Morales casi esbozó una sonrisa.
– Como si no lo supiera. Será la tercera que me hace, aparte de un jersey.
– Es un hombre afortunado -dijo Judy, y la conversación se interrumpió. No podía hablar con Ronnie delante de su marido. Tendría que buscar un sitio al que no accedieran los hombres.
– ¿Sabe dónde están los lavabos de señoras, Ronnie? No creo que una pueda lavarse en los vestuarios…
– Al fondo. Tendrá que utilizar el del portero.
– No lo veo. ¿Está muy lejos?
– Un poco. ¿Quiere que la acompañe? -dijo Ronnie, dejando el punto.

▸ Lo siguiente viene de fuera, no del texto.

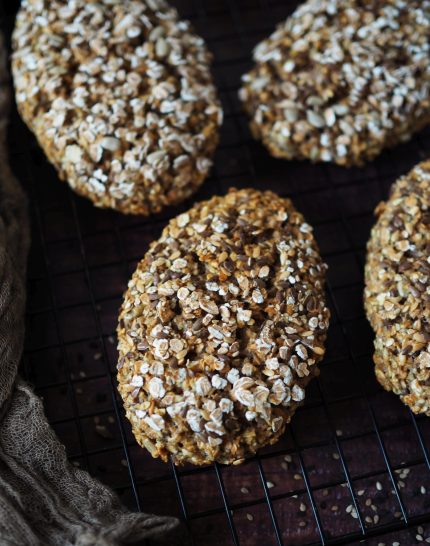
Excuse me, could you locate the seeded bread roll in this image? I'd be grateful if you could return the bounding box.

– Se lo agradezco -respondió Judy, como si fuera lo más normal-. Usted primero.
5
Bennie entró precipitadamente en su despacho con una taza de humeante café y quitó de la mesa los mensajes telefónicos, la correspondencia y los papeles referentes a otros casos. Connolly se había convertido en su máxima prioridad. ¡Cómo no, si ya era jueves! Se quitó la chaqueta, se fijó en la tirita que llevaba en el pliegue del brazo y pasó el dedo por el bultito teñido de rojo del centro. Su sangre; la sangre de Connolly. En una semana sabría si eran iguales. Después de la prueba, la posibilidad le parecía más probable, pese a que sabía que su razonamiento no era del todo lógico.